If the IP address to which the availability of communication is dynamically changed according to the operation status of the cluster is set, the Shutdown Facility does not operate properly.
For example, if the IP address that was set to the NIC switching mode (physical IP address takeover) of Global Link Services (hereinafter GLS) is set to the administrative LAN for the Shutdown Facility, the availability of communication is changed depending on the startup or stop of GLS. If GLS is stopped and the communication is disabled, the Shutdown Facility does not operate properly.

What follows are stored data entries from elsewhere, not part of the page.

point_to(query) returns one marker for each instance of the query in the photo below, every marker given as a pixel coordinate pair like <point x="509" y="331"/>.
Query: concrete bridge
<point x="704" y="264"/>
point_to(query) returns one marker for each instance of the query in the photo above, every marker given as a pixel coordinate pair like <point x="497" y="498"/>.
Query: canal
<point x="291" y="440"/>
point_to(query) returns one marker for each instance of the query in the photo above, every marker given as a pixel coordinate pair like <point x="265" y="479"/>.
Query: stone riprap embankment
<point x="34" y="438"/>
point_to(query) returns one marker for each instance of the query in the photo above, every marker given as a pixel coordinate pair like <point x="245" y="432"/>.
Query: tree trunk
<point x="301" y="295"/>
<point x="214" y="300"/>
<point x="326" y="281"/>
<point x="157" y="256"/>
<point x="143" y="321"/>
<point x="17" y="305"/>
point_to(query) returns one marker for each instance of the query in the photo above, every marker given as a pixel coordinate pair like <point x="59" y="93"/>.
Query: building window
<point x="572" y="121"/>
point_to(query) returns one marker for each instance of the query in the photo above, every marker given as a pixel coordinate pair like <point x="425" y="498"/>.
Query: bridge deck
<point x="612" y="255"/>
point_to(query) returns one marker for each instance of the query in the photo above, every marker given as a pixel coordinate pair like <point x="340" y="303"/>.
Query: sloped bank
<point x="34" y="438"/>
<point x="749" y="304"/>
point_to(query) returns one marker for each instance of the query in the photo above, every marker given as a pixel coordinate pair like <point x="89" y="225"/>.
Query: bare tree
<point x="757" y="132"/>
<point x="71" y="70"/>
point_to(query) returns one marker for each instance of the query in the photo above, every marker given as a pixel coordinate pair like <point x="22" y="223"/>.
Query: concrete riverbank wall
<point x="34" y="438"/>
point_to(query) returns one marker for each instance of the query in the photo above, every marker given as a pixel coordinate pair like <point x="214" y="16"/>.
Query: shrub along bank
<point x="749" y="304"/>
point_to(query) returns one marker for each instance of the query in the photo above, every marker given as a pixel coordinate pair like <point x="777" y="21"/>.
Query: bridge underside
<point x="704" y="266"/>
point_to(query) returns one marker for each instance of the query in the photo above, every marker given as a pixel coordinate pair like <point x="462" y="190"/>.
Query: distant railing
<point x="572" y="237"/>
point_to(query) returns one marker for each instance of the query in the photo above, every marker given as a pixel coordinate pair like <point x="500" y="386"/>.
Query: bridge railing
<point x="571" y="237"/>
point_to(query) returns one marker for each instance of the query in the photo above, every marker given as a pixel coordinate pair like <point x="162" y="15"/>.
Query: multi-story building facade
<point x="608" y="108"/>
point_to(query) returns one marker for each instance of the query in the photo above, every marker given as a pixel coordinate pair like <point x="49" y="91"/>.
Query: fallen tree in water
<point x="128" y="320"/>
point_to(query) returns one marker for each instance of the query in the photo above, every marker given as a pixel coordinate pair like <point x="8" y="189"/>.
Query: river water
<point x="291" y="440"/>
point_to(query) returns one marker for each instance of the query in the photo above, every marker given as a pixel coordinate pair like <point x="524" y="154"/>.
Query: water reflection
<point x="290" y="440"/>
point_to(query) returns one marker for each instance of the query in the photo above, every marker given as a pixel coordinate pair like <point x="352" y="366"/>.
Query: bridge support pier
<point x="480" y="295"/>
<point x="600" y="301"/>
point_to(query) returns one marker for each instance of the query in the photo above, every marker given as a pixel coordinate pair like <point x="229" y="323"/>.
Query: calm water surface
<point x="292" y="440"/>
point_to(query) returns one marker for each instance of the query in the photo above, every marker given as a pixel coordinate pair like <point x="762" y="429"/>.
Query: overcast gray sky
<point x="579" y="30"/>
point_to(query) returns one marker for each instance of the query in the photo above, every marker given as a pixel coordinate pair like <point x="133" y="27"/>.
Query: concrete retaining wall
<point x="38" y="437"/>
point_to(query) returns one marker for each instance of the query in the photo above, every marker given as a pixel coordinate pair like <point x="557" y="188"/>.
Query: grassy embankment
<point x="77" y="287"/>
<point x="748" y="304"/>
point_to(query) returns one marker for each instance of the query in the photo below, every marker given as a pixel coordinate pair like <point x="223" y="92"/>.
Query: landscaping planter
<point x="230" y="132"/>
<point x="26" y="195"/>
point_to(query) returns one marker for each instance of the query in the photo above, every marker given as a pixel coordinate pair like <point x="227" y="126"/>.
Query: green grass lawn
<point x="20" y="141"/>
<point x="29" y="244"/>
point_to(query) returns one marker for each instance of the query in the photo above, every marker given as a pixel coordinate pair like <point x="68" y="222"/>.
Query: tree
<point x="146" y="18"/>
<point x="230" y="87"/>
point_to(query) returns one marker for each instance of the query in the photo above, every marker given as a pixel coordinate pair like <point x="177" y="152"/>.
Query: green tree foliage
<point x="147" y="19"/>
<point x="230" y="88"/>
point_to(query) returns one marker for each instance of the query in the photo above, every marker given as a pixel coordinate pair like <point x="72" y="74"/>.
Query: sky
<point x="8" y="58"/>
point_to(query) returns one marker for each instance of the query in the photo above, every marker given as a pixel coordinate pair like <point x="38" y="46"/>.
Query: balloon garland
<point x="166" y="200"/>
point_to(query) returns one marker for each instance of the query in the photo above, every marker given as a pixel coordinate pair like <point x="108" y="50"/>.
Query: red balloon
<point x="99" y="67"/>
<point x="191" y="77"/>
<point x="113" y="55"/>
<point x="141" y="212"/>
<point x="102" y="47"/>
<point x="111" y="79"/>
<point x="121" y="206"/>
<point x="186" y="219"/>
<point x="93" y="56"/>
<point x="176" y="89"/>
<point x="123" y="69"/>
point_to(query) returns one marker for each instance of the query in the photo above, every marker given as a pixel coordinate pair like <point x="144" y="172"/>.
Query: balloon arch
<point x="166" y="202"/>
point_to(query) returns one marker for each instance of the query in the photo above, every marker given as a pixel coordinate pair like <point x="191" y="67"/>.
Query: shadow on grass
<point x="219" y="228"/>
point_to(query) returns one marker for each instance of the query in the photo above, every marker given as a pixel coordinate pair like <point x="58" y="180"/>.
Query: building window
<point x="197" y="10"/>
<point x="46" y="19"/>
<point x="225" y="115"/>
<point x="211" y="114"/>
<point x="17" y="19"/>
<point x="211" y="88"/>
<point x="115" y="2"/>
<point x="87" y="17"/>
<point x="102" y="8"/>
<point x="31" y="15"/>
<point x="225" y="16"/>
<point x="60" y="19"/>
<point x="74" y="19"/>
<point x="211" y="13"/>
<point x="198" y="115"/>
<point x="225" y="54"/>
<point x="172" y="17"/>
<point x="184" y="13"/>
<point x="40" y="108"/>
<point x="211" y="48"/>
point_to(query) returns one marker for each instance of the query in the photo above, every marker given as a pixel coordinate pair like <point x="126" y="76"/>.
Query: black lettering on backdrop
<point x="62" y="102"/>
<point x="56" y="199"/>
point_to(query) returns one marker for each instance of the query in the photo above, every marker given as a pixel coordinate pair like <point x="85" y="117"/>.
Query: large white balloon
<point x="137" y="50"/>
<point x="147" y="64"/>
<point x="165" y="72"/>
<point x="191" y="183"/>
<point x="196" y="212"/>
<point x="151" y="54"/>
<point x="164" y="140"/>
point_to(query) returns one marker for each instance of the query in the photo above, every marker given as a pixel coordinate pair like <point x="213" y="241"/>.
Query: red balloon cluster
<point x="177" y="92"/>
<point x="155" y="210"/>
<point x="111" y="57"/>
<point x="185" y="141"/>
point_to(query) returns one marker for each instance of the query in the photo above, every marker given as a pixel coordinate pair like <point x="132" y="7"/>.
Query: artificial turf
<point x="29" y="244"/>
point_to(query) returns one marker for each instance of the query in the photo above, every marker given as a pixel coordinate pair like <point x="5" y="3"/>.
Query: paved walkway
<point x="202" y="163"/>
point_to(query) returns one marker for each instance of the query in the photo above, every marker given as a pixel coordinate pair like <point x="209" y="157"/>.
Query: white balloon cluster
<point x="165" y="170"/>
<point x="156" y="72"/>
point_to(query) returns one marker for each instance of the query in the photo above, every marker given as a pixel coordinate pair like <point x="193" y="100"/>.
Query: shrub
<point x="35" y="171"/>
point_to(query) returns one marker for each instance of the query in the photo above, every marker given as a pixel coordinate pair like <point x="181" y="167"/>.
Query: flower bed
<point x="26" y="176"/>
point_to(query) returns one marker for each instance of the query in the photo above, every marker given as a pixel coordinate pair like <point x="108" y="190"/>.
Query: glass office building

Check the information of XSCF, ILOM, or ALOM used by the Shutdown Facility

If the settings are incorrect, the Shutdown Facility does not operate properly. The method of checking the information varies depending on the server type. Check the server type and see "5.1.2.1.1 Checking XSCF Information" for SPARC M10 and M12, "5.1.2.2.1 Checking Console Configuration" for SPARC Enterprise M3000, M4000, M5000, M8000, or M9000, "5.1.2.3.1 Checking Console Configuration" for SPARC Enterprise T5120, T5220, T5140, T5240, T5440, or SPARC T3, T4, T5, T7, S7 series, and "5.1.2.4.1 Checking Console Configuration" for SPARC Enterprise T1000 or T2000. Moreover, see "5.1.2.5.1 Checking XSCF Information" and "5.1.2.5.2 Checking ILOM Information" for Oracle Solaris Kernel Zones.

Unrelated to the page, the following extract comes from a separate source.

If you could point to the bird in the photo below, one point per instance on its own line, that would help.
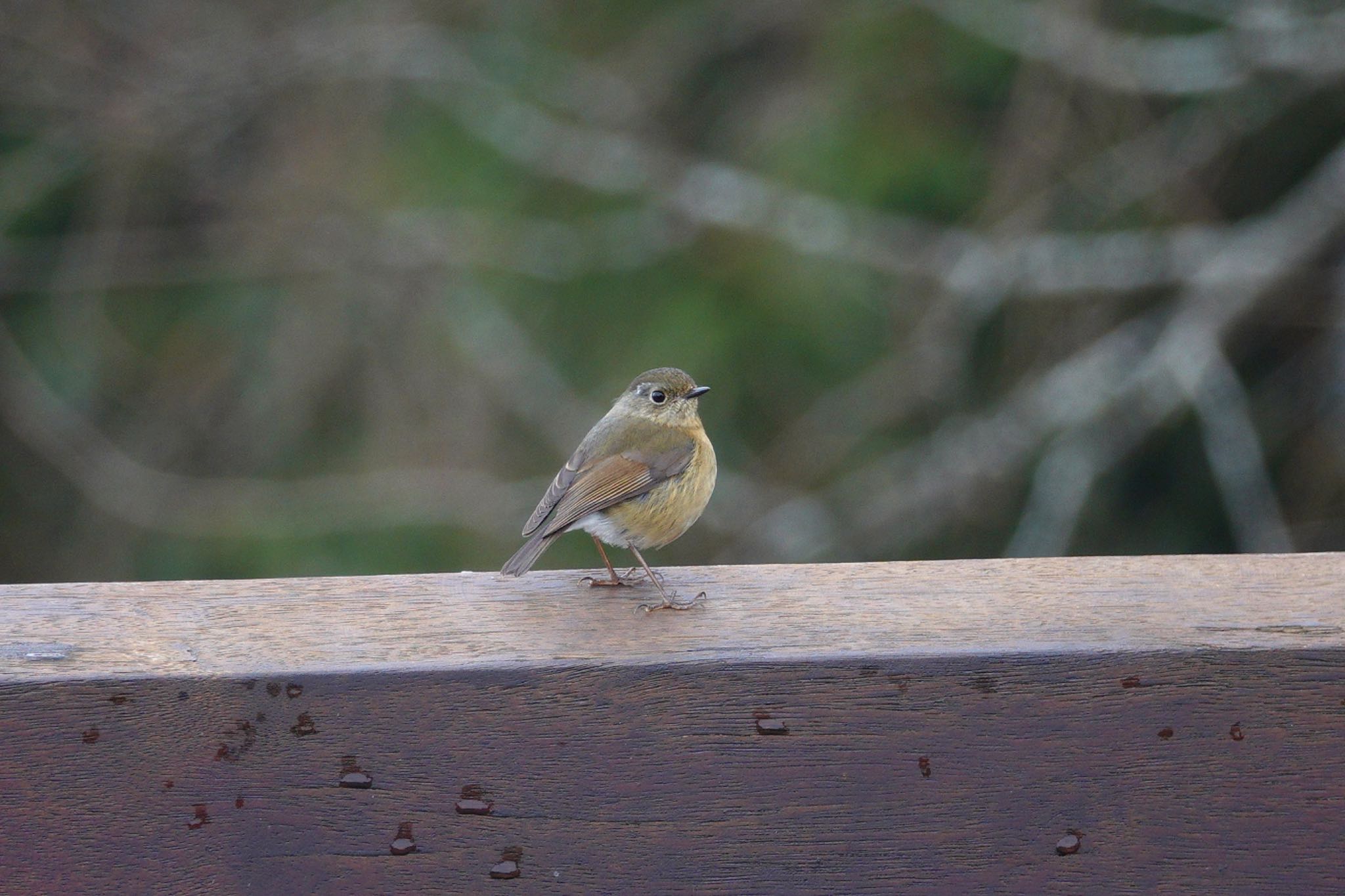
(640, 477)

Set Locked to the mode switch for SPARC Enterprise Mx000 during operation

If the mode switch is not set properly, the forcible stop by SA_pprcir fails.

When specifying a shared disk unit as the hardware for the patrol diagnosis, set up the physical disk name of a shared disk unit to be the same in all nodes.

When the physical disk name of a shared disk unit varies depending on a node, you cannot set a shared disk unit to the hardware for the patrol diagnosis.